The Corsicana Police Department’s message is clear.

If you are selling or buying drugs in town they are coming for you.

“It may not be today, it may not be tomorrow,” said Robert Johnson Chief of Police, “But with every drug arrest we are gaining additional intelligence on the people who are manufacturing or delivering controlled substances. We have zero tolerance for meth, heroin, cocaine. Period.”

Corsicana police have been amping up narcotics enforcement with the addition of Dakota, the department’s new drug dog, increased traffic patrol and a re-formed SWAT tactical unit.

Johnson said the department has been understaffed by as many as 12 to 15 officers for the past four or five years.

Now fully staffed, they have no excuses.

“When you are that short-staffed you are running calls with no time to specialize,” he said. “This year we have been able to designate patrol officers on interdiction.”

Johnson said the department’s new proactive approach has resulted in over 120 narcotics charges in the first 73 days of the year.

“When it comes to property crimes such as robberies and burglaries of businesses and homes, It’s almost always tied to narcotics.”

He said drug users aren’t spending their own hard-earned cash on narcotics and when you tackle the root of the problem it prevents other crimes.

The Corsicana Police Department’s zero-tolerance drug policy means dealers face high stakes.

Police can seize a suspect’s vehicle if its is used to transport or deliver drugs and the charge leads to a conviction. In addition, court costs, lawyers and probation can get expensive.

“One arrest can cost a person as much as $20,000 Johnson said.” We want to make it so, if found guilty, they will never want to commit a crime again. Our local courts are very fond of sending drug dealers to prison. We want to make it cost too much to do business here, drug dealers and users will have to stop or move on.”

Johnson attributes the recent success to his strategic plan.
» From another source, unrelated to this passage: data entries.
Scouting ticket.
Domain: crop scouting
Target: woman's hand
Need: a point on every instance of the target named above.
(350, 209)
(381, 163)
The first step was filling the ranks with quality people.

“I have been trying to build a department that is sustainable,” he said. “And create a culture of professionalism which treats people with respect and dignity. I want my officers to be approachable. We want the public to see our officers are human and we are not afraid to let them see us smile.”
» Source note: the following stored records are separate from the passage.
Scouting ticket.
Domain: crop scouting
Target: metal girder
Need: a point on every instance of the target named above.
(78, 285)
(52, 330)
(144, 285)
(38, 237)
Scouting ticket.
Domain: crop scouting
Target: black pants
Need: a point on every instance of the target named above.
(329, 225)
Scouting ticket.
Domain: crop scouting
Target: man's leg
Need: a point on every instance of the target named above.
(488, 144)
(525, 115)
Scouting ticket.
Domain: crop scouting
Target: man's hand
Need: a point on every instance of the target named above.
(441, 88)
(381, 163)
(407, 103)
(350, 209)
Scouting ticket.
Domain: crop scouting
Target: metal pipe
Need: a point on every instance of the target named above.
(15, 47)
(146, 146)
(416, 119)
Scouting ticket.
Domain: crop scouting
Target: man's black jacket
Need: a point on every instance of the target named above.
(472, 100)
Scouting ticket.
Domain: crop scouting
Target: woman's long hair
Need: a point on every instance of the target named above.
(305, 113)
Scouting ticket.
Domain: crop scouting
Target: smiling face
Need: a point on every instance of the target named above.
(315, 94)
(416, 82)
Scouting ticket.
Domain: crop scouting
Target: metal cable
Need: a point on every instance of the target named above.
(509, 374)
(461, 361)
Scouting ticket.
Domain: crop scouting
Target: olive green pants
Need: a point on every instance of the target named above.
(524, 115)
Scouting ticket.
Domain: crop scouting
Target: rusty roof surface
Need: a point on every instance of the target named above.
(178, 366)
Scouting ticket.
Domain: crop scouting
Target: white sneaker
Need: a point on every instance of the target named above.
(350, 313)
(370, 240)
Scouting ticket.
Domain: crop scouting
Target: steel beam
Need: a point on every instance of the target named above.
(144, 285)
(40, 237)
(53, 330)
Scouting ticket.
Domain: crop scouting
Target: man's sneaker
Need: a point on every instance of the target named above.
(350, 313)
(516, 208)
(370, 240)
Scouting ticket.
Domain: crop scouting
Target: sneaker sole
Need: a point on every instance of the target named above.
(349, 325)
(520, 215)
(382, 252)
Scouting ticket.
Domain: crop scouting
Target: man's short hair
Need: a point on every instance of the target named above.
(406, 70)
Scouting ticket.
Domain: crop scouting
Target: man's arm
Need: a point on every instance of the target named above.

Johnson said not every traffic stop results with a citation, and it’s up to each officer’s discretion whether or not to write a ticket, depending on the severity of the crime.

However, during these stops they use their senses to determine if there is probable cause to search for narcotics.

In addition to new recruits, Johnson relies heavily on his seasoned veterans and command staff.

“I look at the police department as a business, I’m the CEO, Assistant Chief Ronnie MaGaha and Capt. Norri Rhodes are my VPs,” he said. “Our job is to sell safety and security, that is our product, our customers are every single person we come into contact with, we look at public contact as a customer service opportunity.”

Rhodes, who has worked in almost every department, agrees a big part of department’s recent success is getting more officers on patrol.

“The new officers are passionate and motivated,” she said. “Morale is so much better now. The officers are not afraid to work and do their jobs for fear of making a mistake.”

McGaha, who has been with the department for 37 years said it’s been a long time since they were fully staffed.

“We have a positive outlook in all our departments now,” McGaha said. “We are adding new positions and creating opportunities for our officers. That variety helps alleviate burnout.”

Other new plans in the works include community relations programs such as neighborhood crime watches, a citizens police academy for teens and liaisons with schools, businesses and ministerial alliances.

“We have received so much support from the community,” Johnson said. “We are grateful for the residents who come in and bring treats and food, the kids making cards. We have a huge support base here in this town. When the officers see the overall support it pumps them up to do their job. We appreciate the citizens greatly.”